WordStream-Extension

Description

The WordStream Sentiment Analysis Visualization is an extension of the original WordStream tool, developed as part of the Visualization 2 course project. This project introduces a new tab to WordStream dedicated to sentiment analysis, which combines word cloud visualization with temporal analysis. The extension supports multiple datasets, interactive features, and customizable parameters to analyze and explore the evolution of sentiment over time.

This extension enhances WordStream’s capabilities by incorporating sentiment analysis, allowing users to:

Explore how sentiment associated with topics changes over time.
Compare sentiment trends across multiple categories or datasets.
Gain deeper insights into text-heavy datasets, such as news articles, social media posts, and other temporal data sources.

Paper

"WordStream" by Dang et al. (2019) presents an innovative interactive visualization tool for analyzing and illustrating the evolution of topics over time. It synthesizes two popular techniques, word clouds and stacked graphs, to create a hybrid visualization method that provides both temporal and spatial insights into text data. The tool is evaluated on datasets like political blogs, news articles, and academic publications.
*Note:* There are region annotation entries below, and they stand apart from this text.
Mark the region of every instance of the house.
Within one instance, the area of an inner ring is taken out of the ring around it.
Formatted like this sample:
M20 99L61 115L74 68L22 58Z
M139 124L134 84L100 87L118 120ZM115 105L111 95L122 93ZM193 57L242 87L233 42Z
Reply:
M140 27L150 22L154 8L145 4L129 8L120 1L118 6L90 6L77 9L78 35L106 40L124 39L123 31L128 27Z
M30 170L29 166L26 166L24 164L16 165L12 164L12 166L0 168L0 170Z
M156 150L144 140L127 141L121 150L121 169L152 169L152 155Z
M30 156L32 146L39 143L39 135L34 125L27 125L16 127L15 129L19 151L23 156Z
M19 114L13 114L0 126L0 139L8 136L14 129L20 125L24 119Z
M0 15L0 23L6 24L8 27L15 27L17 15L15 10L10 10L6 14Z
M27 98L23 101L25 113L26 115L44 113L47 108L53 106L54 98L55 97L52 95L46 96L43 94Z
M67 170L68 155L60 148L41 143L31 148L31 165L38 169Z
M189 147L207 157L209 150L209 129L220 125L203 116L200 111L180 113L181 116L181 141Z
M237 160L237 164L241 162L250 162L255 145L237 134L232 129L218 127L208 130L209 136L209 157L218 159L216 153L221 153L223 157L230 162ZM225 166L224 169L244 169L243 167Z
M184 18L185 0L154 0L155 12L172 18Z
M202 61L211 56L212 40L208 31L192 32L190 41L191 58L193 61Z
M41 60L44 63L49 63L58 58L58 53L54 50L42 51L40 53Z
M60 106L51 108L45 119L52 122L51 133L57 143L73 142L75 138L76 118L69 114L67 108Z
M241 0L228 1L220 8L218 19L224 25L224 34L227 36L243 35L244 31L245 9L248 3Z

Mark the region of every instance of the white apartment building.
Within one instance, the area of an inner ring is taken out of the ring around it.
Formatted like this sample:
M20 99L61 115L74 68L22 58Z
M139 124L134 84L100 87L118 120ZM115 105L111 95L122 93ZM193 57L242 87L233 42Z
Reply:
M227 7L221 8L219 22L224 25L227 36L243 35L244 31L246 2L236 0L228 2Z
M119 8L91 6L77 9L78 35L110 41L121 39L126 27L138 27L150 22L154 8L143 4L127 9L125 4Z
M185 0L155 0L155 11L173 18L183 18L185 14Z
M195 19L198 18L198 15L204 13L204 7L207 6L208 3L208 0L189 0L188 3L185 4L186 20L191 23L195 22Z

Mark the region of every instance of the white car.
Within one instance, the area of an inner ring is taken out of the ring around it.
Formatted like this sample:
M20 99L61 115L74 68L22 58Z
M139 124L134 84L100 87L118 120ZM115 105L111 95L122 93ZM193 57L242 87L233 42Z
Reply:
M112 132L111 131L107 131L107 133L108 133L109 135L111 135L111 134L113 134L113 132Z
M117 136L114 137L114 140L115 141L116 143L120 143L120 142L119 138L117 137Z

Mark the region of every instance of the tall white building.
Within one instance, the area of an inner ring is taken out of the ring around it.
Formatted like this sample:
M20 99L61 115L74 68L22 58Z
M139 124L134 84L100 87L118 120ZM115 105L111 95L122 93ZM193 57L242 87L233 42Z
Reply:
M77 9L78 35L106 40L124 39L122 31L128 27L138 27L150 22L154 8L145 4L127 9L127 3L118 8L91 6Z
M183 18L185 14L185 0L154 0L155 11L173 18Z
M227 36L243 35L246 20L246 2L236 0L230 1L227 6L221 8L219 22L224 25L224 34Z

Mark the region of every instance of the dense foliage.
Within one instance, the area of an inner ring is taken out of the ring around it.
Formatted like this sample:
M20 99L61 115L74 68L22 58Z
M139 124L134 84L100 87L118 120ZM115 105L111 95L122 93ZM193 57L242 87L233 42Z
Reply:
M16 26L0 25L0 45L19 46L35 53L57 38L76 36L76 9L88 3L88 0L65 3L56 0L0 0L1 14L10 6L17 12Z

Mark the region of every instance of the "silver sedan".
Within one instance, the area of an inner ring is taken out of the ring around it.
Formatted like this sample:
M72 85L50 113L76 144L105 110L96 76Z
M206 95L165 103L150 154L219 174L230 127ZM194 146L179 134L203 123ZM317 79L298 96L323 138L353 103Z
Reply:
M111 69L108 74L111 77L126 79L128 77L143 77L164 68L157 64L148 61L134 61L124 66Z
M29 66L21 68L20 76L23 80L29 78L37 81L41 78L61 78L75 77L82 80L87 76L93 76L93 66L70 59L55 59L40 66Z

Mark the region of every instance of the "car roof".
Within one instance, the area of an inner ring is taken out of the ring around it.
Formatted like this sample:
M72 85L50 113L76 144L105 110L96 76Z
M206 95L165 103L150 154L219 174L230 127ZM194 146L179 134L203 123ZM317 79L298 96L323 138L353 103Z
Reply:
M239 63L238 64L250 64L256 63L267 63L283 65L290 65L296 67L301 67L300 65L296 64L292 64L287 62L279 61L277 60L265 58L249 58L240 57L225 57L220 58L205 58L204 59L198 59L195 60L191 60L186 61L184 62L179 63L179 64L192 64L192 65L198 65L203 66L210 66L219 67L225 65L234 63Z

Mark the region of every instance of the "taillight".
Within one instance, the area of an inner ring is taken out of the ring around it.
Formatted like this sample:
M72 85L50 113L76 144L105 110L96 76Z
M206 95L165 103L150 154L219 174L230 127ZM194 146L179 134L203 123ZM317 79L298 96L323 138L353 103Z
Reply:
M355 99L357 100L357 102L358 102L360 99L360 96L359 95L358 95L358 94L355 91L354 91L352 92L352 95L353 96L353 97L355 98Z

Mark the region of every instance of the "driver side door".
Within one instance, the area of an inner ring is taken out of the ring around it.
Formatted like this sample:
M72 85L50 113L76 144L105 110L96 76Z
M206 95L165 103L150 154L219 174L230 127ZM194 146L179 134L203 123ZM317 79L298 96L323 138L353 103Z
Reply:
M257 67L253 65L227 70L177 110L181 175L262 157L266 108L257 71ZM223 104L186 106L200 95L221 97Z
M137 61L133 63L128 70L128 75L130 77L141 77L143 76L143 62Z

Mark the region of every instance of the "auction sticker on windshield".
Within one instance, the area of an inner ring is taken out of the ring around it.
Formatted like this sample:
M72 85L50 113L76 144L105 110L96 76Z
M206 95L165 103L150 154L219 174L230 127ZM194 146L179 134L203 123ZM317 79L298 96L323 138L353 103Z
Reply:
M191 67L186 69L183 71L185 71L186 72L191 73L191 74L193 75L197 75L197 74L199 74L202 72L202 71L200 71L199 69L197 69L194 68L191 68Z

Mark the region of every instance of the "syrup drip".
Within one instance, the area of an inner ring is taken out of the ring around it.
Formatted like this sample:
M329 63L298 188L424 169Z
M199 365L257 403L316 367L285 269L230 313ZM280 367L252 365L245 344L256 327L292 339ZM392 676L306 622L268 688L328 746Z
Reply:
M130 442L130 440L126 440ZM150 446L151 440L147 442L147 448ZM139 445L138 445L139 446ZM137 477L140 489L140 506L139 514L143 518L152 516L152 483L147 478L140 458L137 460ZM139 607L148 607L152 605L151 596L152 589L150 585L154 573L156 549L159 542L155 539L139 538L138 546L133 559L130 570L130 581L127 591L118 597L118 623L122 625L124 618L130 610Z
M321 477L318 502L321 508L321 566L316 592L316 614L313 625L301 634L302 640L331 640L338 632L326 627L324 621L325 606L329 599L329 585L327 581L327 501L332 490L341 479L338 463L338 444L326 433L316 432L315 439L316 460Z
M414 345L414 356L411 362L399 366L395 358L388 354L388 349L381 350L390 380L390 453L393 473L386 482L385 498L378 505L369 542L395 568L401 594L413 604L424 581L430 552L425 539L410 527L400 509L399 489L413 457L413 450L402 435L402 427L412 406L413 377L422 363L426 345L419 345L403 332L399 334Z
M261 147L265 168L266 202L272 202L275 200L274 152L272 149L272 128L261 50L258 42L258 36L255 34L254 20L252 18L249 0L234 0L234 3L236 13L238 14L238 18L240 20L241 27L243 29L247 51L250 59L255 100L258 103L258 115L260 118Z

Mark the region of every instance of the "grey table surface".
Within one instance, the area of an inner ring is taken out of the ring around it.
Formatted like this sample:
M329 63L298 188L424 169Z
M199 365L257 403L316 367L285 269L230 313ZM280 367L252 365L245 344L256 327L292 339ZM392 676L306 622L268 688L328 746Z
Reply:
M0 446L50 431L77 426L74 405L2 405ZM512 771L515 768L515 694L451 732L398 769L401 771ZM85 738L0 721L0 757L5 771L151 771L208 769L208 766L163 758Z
The key contributions of the "WordStream" paper include the development of a hybrid visualization method that combines word clouds and stacked graphs. Word clouds represent important terms with varying font sizes based on frequency or significance, while stacked graphs depict temporal trends of topics, with stream layers representing the evolution of topic significance over time. The integration of word clouds within stream layers optimizes space usage and visually links terms to their corresponding time periods.

The design and implementation of the tool were carried out as an interactive prototype using D3.js, enabling users to explore topic trends dynamically. A space-sharing approach was introduced to maximize term placement efficiency while preserving the temporal context, and the tool allows customization of visual settings such as font scaling, number of displayed terms, and layout dimensions. The algorithms include a spiral placement algorithm for terms within stream layers, ensuring compactness and collision avoidance, with terms arranged to reflect their temporal context and stream orientation, providing an intuitive flow.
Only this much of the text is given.